Over and Over

by Melody_Of_The_River



Series: Sleeping With The Enemy [2]
Category: Shingeki no Kyojin | Attack on Titan
Genre: Alternate Universe, Alternate Universe - Spies & Secret Agents, Cold War, I wrote this for a class, M/M, enemies to..., idk - Freeform, something
Language: English
Status: In-Progress
Published: 2019-12-06
Updated: 2019-12-06
Packaged: 2021-02-26 04:08:32
Rating: Mature
Warnings: Creator Chose Not To Use Archive Warnings
Chapters: 1
Words: 1,586
Publisher: archiveofourown.org
Story URL: https://archiveofourown.org/works/21687340
Author URL: https://archiveofourown.org/users/Melody_Of_The_River/pseuds/Melody_Of_The_River
Summary: More encounters between the two spies that absolutely, definitely hate each other.
Relationships: Levi/Erwin Smith
Series: Sleeping With The Enemy [2]
Series URL: https://archiveofourown.org/series/1563352
Comments: 7
Kudos: 36





	Over and Over

**Author's Note:**

> I kid you not, I wrote this for a class. And I'm posting it because I need to pass. If any of my classmates find this and go through all the other shit I've written, I'm sorry (but I KNOW you've read better and raunchier).

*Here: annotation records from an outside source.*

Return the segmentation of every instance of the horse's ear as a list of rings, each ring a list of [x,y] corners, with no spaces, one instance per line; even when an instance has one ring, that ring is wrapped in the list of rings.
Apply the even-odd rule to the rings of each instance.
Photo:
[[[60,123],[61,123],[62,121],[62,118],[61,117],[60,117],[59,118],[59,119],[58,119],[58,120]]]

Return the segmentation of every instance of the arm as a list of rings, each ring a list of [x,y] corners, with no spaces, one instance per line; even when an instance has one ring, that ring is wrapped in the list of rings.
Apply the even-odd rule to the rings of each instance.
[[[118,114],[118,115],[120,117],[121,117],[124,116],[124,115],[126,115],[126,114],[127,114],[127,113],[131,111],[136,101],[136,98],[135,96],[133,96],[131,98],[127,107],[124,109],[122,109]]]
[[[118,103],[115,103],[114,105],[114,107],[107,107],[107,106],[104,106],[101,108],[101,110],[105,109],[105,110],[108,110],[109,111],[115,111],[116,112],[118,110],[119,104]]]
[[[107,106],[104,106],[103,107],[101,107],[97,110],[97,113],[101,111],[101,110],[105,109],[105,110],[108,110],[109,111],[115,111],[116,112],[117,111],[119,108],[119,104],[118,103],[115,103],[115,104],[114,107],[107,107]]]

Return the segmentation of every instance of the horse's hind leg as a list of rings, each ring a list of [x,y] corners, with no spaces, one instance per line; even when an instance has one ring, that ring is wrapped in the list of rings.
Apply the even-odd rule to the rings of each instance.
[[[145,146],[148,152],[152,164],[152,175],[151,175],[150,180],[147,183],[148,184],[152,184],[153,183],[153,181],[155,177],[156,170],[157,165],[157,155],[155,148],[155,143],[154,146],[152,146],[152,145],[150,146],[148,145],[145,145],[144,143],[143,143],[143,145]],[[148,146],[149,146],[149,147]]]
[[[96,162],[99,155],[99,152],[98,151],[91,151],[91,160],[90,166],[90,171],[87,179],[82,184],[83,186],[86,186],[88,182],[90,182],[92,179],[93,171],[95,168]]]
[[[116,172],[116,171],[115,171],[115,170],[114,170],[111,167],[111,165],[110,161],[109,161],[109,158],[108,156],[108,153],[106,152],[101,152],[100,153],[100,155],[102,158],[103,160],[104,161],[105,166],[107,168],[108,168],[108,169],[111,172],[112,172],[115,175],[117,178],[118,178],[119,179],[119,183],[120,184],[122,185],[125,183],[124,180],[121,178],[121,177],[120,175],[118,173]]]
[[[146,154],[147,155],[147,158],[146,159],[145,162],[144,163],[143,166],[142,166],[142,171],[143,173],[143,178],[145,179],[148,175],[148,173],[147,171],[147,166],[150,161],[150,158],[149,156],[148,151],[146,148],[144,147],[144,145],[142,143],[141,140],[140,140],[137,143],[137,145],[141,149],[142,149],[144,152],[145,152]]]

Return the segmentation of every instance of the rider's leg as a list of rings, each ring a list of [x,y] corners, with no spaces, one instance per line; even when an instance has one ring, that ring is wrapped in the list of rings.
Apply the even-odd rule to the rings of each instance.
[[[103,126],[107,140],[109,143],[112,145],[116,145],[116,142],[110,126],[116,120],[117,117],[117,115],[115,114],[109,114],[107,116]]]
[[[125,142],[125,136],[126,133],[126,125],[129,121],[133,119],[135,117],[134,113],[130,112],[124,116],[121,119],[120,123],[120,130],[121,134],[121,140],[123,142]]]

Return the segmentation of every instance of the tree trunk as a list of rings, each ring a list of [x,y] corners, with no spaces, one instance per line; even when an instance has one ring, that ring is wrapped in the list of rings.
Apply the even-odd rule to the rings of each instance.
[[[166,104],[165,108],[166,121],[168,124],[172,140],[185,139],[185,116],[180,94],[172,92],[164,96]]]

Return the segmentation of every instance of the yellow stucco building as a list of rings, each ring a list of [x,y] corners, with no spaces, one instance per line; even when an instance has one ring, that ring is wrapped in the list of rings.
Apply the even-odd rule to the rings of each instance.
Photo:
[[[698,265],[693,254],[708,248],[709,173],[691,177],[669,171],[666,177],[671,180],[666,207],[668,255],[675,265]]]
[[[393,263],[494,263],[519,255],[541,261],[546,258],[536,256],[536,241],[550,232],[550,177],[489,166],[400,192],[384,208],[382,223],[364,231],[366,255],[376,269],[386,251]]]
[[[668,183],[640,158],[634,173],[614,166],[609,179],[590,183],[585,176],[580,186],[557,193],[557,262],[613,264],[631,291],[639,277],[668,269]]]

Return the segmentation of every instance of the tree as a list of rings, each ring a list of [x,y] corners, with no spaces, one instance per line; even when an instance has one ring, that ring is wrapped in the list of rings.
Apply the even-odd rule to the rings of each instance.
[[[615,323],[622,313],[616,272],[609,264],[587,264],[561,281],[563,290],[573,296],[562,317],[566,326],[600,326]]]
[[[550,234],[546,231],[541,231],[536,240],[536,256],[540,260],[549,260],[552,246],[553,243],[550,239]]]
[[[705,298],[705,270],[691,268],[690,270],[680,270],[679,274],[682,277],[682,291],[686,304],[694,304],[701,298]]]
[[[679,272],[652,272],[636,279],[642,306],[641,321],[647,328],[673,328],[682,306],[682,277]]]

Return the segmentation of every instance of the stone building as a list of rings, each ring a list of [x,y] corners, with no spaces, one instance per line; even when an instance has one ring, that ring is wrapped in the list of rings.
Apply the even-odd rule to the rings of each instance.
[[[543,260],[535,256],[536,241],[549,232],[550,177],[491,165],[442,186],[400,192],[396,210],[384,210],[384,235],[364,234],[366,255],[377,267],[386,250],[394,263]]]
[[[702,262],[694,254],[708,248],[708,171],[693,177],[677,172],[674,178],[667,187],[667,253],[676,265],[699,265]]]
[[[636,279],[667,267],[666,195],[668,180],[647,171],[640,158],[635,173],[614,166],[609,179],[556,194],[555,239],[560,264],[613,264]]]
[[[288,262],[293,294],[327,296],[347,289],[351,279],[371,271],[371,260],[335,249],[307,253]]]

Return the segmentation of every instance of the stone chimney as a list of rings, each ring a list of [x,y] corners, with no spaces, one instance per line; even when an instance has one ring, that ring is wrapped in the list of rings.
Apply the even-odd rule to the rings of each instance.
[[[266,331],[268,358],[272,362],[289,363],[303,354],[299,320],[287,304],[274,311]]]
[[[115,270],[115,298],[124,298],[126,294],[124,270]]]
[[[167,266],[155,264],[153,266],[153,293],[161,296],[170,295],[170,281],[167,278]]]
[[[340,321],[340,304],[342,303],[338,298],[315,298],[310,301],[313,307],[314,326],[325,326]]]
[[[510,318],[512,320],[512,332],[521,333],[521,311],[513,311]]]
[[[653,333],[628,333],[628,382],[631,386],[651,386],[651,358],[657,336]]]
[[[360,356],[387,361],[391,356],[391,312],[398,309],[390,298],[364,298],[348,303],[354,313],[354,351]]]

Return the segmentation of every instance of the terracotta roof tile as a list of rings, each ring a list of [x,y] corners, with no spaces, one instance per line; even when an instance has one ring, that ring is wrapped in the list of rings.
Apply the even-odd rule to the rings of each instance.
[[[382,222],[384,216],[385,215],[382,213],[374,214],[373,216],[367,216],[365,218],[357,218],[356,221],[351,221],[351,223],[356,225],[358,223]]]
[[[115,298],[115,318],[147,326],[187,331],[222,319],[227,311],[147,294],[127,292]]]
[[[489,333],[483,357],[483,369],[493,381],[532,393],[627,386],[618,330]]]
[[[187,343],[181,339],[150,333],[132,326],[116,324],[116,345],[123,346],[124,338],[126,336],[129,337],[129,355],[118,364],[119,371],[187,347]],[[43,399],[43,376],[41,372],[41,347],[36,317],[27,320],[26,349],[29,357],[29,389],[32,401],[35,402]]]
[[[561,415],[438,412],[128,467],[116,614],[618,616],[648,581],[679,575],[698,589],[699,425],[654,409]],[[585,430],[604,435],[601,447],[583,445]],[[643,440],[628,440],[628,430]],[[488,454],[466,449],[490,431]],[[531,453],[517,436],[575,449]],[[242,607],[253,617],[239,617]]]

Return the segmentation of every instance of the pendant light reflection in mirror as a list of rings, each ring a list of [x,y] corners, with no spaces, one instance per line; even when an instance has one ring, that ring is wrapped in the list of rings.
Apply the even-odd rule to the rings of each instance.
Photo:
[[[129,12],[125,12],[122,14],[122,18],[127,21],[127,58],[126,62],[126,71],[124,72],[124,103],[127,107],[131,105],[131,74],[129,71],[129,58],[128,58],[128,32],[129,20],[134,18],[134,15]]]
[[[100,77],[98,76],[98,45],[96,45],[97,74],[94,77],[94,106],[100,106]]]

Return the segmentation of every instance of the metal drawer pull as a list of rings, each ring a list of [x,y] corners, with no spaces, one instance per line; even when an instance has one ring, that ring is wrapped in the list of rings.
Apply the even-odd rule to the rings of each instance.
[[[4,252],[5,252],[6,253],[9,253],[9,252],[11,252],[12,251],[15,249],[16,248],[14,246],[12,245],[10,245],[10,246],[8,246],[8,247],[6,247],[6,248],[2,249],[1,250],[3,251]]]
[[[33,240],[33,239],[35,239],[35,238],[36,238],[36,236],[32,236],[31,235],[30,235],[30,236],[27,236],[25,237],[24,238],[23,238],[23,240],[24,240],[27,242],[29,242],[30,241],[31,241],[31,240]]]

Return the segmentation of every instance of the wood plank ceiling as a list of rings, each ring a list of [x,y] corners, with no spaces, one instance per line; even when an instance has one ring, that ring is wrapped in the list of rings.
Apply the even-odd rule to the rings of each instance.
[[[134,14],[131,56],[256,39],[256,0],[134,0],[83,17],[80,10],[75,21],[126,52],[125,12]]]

Here goes nothing.

The General was playing again.

Levi couldn’t remember the last time he had seen him play. It had been ages ago, he was sure, and even then, the General had never been particularly good at it. His strokes had always been too rough, his presses brusque, blunt and brutish. Untrained and untamed; he pushed down on the ivory keys as if he wanted to bruise them. The piano, on the other hand, was a delicate instrument. But the General was not a man of delicate things.

Even Levi, as musically untalented as he was, could hear that the notes were completely out of place, the tune broken, fragmentary; jarring in places where its pianist would roughly strike the keys in frustration, and the instrument would mewl in protest. The piano was not an instrument to be struck. It was an instrument to be caressed, to be coaxed gently into submission with a care and compassion cultivated over a matter of decades. The General commanded loyalty by fear, but the piano was not so cowardly an instrument to be won over by that alone.

It was too perceptive for that, too perceptive not to realize the intentions of its players, too strong-willed to allow itself to be subjugated by them. It was an instrument for lovers, for people who loved so deeply and unselfishly that they let it consume them. Not for monsters like him, or the General. Levi had only ever seen one man, at least in his line of work, play the piano the way it deserved to be played; soft, bell-like notes, flowing together in a melody, as seamlessly as clear water in a rivulet. But then again, _that man_ had been the scariest monster of them all.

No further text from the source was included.